Born in 1943 and reared in central Maine, Salisbury felt alienated as a child. He attended a school with eight grades condensed into a single classroom. Isolated Maine life never suited Salisbury, and his parents offered little stimulation for his growing literary appetite.
“When I was a kid I wanted to be Robert Frost,” Salisbury said. “I played football, for my dad mostly, but I only had one successful tackle, and that was because the guy ran into me.”
He knew he didn’t belong in Maine, but didn’t expect the picturesque journey awaiting him. A friend of Salisbury’s invited him to stay with him in New York City.
“I never set out to be something,” Salisbury said.
Salisbury left for New York with $28 and a hotel address. His goal? To be a professional actor.
“I liked the idea of being an actor,” Salisbury said. “I went for the money; I went for the fame.”
Although acting promised opulence, Salisbury’s passion for poetry persisted, and he shared coffee shops with beat-generation poets as prominent as Allen Ginsberg. Salisbury thoroughly enjoyed New York, thriving in the excitement and diversity of the city, but his acting career spiraled.
“I was a lousy actor. That was the problem,” said Salisbury.
He resorted to bargaining, trading carpentry skills (for help with theatrical set building) for minor theater roles. Then Salisbury got a call from a friend in Las Vegas who needed a gambling partner.
The resulting card game lasted a decade.
“My car broke down in Vegas. I stayed for 11 years. And I only really went there to play pinochle,” Salisbury said.
Salisbury rarely felt marginalized as a poet in Las Vegas in the 1960s.
“Nobody there fit in any other place,” he said. “So we all came to Vegas and didn’t fit in together. We were all oddballs.”
He worked as a shift manager for a keno game and married a showgirl. Casino ownership differed in those days, however.
“Did I have any dealings with the mafia? Oh, sure. They were good guys,” Salisbury said.
Although Salisbury, imbued with what he calls “the protestant work ethic” from his Maine origins, dealt pleasantly with the mafia, he escaped by following his showgirl wife to San Diego.
In San Diego, Salisbury started from the bottom again. “I went from being Mr. Salisbury to nobody,” he said.

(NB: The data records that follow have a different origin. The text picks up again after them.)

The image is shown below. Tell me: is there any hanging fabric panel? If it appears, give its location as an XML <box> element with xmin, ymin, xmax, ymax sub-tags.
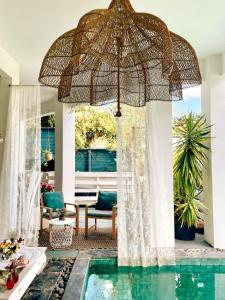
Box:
<box><xmin>117</xmin><ymin>102</ymin><xmax>174</xmax><ymax>267</ymax></box>
<box><xmin>0</xmin><ymin>86</ymin><xmax>41</xmax><ymax>245</ymax></box>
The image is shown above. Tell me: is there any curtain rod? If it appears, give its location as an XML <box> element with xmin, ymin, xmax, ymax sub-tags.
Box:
<box><xmin>9</xmin><ymin>84</ymin><xmax>54</xmax><ymax>88</ymax></box>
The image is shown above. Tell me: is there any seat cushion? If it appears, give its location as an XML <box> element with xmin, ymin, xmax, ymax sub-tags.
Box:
<box><xmin>88</xmin><ymin>209</ymin><xmax>112</xmax><ymax>218</ymax></box>
<box><xmin>43</xmin><ymin>192</ymin><xmax>64</xmax><ymax>212</ymax></box>
<box><xmin>96</xmin><ymin>191</ymin><xmax>117</xmax><ymax>210</ymax></box>
<box><xmin>43</xmin><ymin>210</ymin><xmax>76</xmax><ymax>219</ymax></box>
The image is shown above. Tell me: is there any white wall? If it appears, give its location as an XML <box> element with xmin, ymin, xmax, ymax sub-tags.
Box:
<box><xmin>0</xmin><ymin>46</ymin><xmax>20</xmax><ymax>84</ymax></box>
<box><xmin>0</xmin><ymin>46</ymin><xmax>20</xmax><ymax>171</ymax></box>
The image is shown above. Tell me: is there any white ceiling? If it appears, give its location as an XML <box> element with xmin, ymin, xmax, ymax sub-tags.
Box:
<box><xmin>0</xmin><ymin>0</ymin><xmax>225</xmax><ymax>84</ymax></box>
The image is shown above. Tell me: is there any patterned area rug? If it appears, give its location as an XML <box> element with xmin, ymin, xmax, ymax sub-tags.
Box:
<box><xmin>39</xmin><ymin>228</ymin><xmax>117</xmax><ymax>250</ymax></box>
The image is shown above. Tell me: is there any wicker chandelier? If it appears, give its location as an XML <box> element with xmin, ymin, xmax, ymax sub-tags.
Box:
<box><xmin>39</xmin><ymin>0</ymin><xmax>201</xmax><ymax>116</ymax></box>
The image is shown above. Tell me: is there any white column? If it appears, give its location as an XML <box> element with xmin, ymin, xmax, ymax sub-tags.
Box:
<box><xmin>55</xmin><ymin>101</ymin><xmax>75</xmax><ymax>203</ymax></box>
<box><xmin>202</xmin><ymin>55</ymin><xmax>225</xmax><ymax>249</ymax></box>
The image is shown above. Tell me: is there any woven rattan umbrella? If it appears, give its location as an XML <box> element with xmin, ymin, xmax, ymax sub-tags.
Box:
<box><xmin>39</xmin><ymin>0</ymin><xmax>201</xmax><ymax>116</ymax></box>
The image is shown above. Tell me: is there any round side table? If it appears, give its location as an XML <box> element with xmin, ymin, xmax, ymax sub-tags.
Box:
<box><xmin>49</xmin><ymin>218</ymin><xmax>75</xmax><ymax>249</ymax></box>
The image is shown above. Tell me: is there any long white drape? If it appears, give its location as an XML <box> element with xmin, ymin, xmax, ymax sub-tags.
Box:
<box><xmin>0</xmin><ymin>86</ymin><xmax>41</xmax><ymax>245</ymax></box>
<box><xmin>117</xmin><ymin>102</ymin><xmax>174</xmax><ymax>266</ymax></box>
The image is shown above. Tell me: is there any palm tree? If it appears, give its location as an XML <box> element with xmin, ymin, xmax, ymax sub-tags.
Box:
<box><xmin>173</xmin><ymin>113</ymin><xmax>211</xmax><ymax>232</ymax></box>
<box><xmin>173</xmin><ymin>113</ymin><xmax>211</xmax><ymax>194</ymax></box>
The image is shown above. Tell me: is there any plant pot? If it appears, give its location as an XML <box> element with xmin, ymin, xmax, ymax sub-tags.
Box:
<box><xmin>175</xmin><ymin>222</ymin><xmax>196</xmax><ymax>241</ymax></box>
<box><xmin>196</xmin><ymin>221</ymin><xmax>204</xmax><ymax>234</ymax></box>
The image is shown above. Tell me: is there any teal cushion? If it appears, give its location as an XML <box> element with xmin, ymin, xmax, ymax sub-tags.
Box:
<box><xmin>43</xmin><ymin>192</ymin><xmax>64</xmax><ymax>212</ymax></box>
<box><xmin>96</xmin><ymin>191</ymin><xmax>117</xmax><ymax>210</ymax></box>
<box><xmin>43</xmin><ymin>210</ymin><xmax>76</xmax><ymax>219</ymax></box>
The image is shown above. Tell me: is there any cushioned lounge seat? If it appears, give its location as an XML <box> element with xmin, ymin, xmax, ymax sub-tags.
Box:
<box><xmin>88</xmin><ymin>209</ymin><xmax>112</xmax><ymax>218</ymax></box>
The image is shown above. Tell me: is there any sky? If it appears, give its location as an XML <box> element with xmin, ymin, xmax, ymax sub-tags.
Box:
<box><xmin>173</xmin><ymin>86</ymin><xmax>201</xmax><ymax>117</ymax></box>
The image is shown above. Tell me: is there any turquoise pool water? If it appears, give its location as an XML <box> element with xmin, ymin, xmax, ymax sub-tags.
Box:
<box><xmin>84</xmin><ymin>259</ymin><xmax>225</xmax><ymax>300</ymax></box>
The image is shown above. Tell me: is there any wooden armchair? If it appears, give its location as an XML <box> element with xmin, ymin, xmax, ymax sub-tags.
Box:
<box><xmin>85</xmin><ymin>192</ymin><xmax>117</xmax><ymax>240</ymax></box>
<box><xmin>40</xmin><ymin>192</ymin><xmax>79</xmax><ymax>235</ymax></box>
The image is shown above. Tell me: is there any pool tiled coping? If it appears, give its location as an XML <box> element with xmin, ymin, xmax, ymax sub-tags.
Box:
<box><xmin>62</xmin><ymin>248</ymin><xmax>225</xmax><ymax>300</ymax></box>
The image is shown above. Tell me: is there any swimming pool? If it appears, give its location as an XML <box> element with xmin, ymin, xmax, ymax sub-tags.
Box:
<box><xmin>84</xmin><ymin>258</ymin><xmax>225</xmax><ymax>300</ymax></box>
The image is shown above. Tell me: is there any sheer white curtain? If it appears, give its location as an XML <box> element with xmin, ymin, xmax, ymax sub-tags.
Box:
<box><xmin>0</xmin><ymin>86</ymin><xmax>41</xmax><ymax>245</ymax></box>
<box><xmin>117</xmin><ymin>102</ymin><xmax>174</xmax><ymax>267</ymax></box>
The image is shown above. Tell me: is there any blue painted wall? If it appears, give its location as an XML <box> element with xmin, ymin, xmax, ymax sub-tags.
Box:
<box><xmin>41</xmin><ymin>128</ymin><xmax>116</xmax><ymax>172</ymax></box>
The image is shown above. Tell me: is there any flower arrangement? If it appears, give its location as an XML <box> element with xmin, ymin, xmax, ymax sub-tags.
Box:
<box><xmin>57</xmin><ymin>208</ymin><xmax>67</xmax><ymax>221</ymax></box>
<box><xmin>0</xmin><ymin>238</ymin><xmax>23</xmax><ymax>260</ymax></box>
<box><xmin>41</xmin><ymin>182</ymin><xmax>54</xmax><ymax>193</ymax></box>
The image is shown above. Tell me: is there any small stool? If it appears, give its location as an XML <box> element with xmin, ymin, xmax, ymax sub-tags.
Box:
<box><xmin>49</xmin><ymin>218</ymin><xmax>74</xmax><ymax>250</ymax></box>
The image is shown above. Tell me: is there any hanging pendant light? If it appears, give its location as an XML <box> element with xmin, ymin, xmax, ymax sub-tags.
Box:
<box><xmin>39</xmin><ymin>0</ymin><xmax>201</xmax><ymax>116</ymax></box>
<box><xmin>0</xmin><ymin>133</ymin><xmax>4</xmax><ymax>144</ymax></box>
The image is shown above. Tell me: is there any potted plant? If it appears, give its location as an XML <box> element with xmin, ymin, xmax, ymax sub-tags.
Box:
<box><xmin>175</xmin><ymin>187</ymin><xmax>207</xmax><ymax>240</ymax></box>
<box><xmin>41</xmin><ymin>182</ymin><xmax>54</xmax><ymax>194</ymax></box>
<box><xmin>43</xmin><ymin>150</ymin><xmax>53</xmax><ymax>162</ymax></box>
<box><xmin>173</xmin><ymin>113</ymin><xmax>211</xmax><ymax>240</ymax></box>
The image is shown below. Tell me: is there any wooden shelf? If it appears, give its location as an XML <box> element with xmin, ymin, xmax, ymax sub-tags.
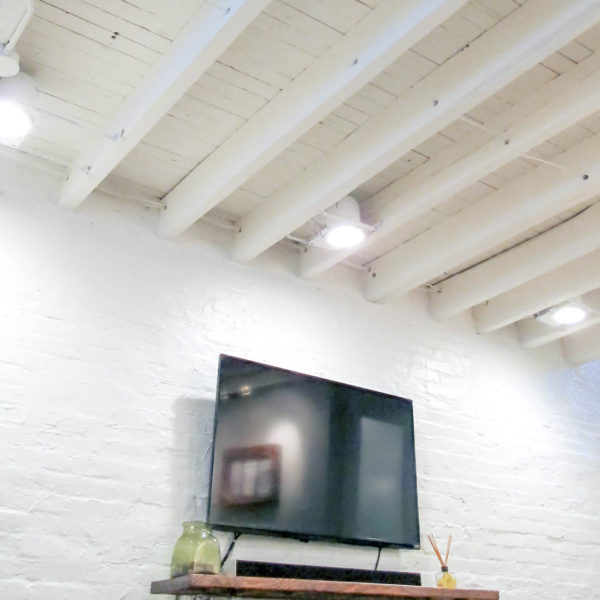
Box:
<box><xmin>150</xmin><ymin>575</ymin><xmax>500</xmax><ymax>600</ymax></box>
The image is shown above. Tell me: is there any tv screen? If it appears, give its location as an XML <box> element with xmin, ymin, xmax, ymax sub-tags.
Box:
<box><xmin>208</xmin><ymin>355</ymin><xmax>419</xmax><ymax>548</ymax></box>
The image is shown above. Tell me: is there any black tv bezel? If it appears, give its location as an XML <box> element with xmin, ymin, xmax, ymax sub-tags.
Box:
<box><xmin>206</xmin><ymin>354</ymin><xmax>421</xmax><ymax>550</ymax></box>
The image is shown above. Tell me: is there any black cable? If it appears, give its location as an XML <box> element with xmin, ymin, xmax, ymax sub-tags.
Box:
<box><xmin>221</xmin><ymin>531</ymin><xmax>242</xmax><ymax>570</ymax></box>
<box><xmin>373</xmin><ymin>546</ymin><xmax>381</xmax><ymax>571</ymax></box>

In his Las Vegas days, Salisbury’s father-in-law taught him real estate appraisal as a possible future career. The former casino pit boss applied for a bank job and eventually worked his way up to the position of co-director of the appraisal department. He traveled the world, responsible for his bank’s international property assessment.

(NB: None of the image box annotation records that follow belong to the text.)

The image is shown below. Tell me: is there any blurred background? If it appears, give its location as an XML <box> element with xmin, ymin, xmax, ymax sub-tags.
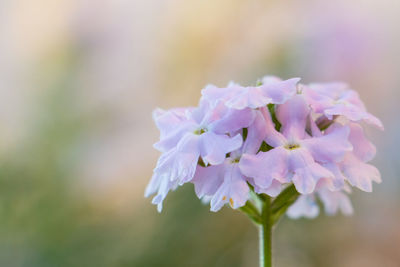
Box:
<box><xmin>0</xmin><ymin>0</ymin><xmax>400</xmax><ymax>267</ymax></box>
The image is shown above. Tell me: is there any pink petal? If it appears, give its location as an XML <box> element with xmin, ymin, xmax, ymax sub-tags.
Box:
<box><xmin>286</xmin><ymin>195</ymin><xmax>319</xmax><ymax>219</ymax></box>
<box><xmin>242</xmin><ymin>110</ymin><xmax>268</xmax><ymax>154</ymax></box>
<box><xmin>252</xmin><ymin>180</ymin><xmax>283</xmax><ymax>197</ymax></box>
<box><xmin>276</xmin><ymin>95</ymin><xmax>310</xmax><ymax>139</ymax></box>
<box><xmin>200</xmin><ymin>132</ymin><xmax>243</xmax><ymax>165</ymax></box>
<box><xmin>289</xmin><ymin>148</ymin><xmax>334</xmax><ymax>194</ymax></box>
<box><xmin>191</xmin><ymin>164</ymin><xmax>225</xmax><ymax>198</ymax></box>
<box><xmin>301</xmin><ymin>126</ymin><xmax>352</xmax><ymax>162</ymax></box>
<box><xmin>340</xmin><ymin>153</ymin><xmax>381</xmax><ymax>192</ymax></box>
<box><xmin>261</xmin><ymin>78</ymin><xmax>300</xmax><ymax>104</ymax></box>
<box><xmin>211</xmin><ymin>164</ymin><xmax>250</xmax><ymax>212</ymax></box>
<box><xmin>239</xmin><ymin>147</ymin><xmax>288</xmax><ymax>188</ymax></box>
<box><xmin>260</xmin><ymin>108</ymin><xmax>287</xmax><ymax>147</ymax></box>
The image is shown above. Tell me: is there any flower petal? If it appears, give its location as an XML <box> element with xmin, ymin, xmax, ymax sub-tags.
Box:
<box><xmin>261</xmin><ymin>78</ymin><xmax>300</xmax><ymax>104</ymax></box>
<box><xmin>191</xmin><ymin>164</ymin><xmax>225</xmax><ymax>198</ymax></box>
<box><xmin>340</xmin><ymin>153</ymin><xmax>381</xmax><ymax>192</ymax></box>
<box><xmin>349</xmin><ymin>123</ymin><xmax>376</xmax><ymax>162</ymax></box>
<box><xmin>286</xmin><ymin>195</ymin><xmax>319</xmax><ymax>219</ymax></box>
<box><xmin>211</xmin><ymin>164</ymin><xmax>250</xmax><ymax>212</ymax></box>
<box><xmin>276</xmin><ymin>95</ymin><xmax>310</xmax><ymax>139</ymax></box>
<box><xmin>200</xmin><ymin>132</ymin><xmax>243</xmax><ymax>165</ymax></box>
<box><xmin>239</xmin><ymin>147</ymin><xmax>288</xmax><ymax>189</ymax></box>
<box><xmin>289</xmin><ymin>148</ymin><xmax>334</xmax><ymax>194</ymax></box>
<box><xmin>301</xmin><ymin>126</ymin><xmax>352</xmax><ymax>162</ymax></box>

“Every trip was a new experience,” Salisbury said.
Throughout his 17 years traveling the world, Salisbury continued to foster his love of poetry, obtaining a bachelor’s degree in both poetry and business and attending poetry groups. Towards the end of his international business arc, Salisbury moved to Northern California and promptly lost his job.
Salisbury decided to steer in a new direction: retail. He opened his own line of espresso bars, naming them Deaf Dog Coffee, in honor of his dog, Post, who was deaf as a post. Deaf Dog Coffee boomed. Salisbury opened multiple locations, created a profitable Deaf Dog Coffee clothing line and won the Small Business Association Businessman of the Year in 1999. Even Post achieved success, appearing on both Animal Planet and BBC.
Like the rest of his career endeavors, Salisbury’s coffee business ended without warning. His espresso empire eventually fell to Starbucks. He quit coffee and returned to San Diego.
Salisbury’s cycle continues. He first mused about getting an MFA three years ago. Although confident in his abilities, starting a new is Salisbury’s greatest struggle.
“When you start over, you lose the importance you didn’t know was important to you,” Salisbury said.
After a lifetime of perpetual poetic rebirth, perhaps Salisbury won’t die like the rest of us. One day a young, imaginative boy will stare out the single window of his one-classroom school in rural America and say, “There’s got to be more.”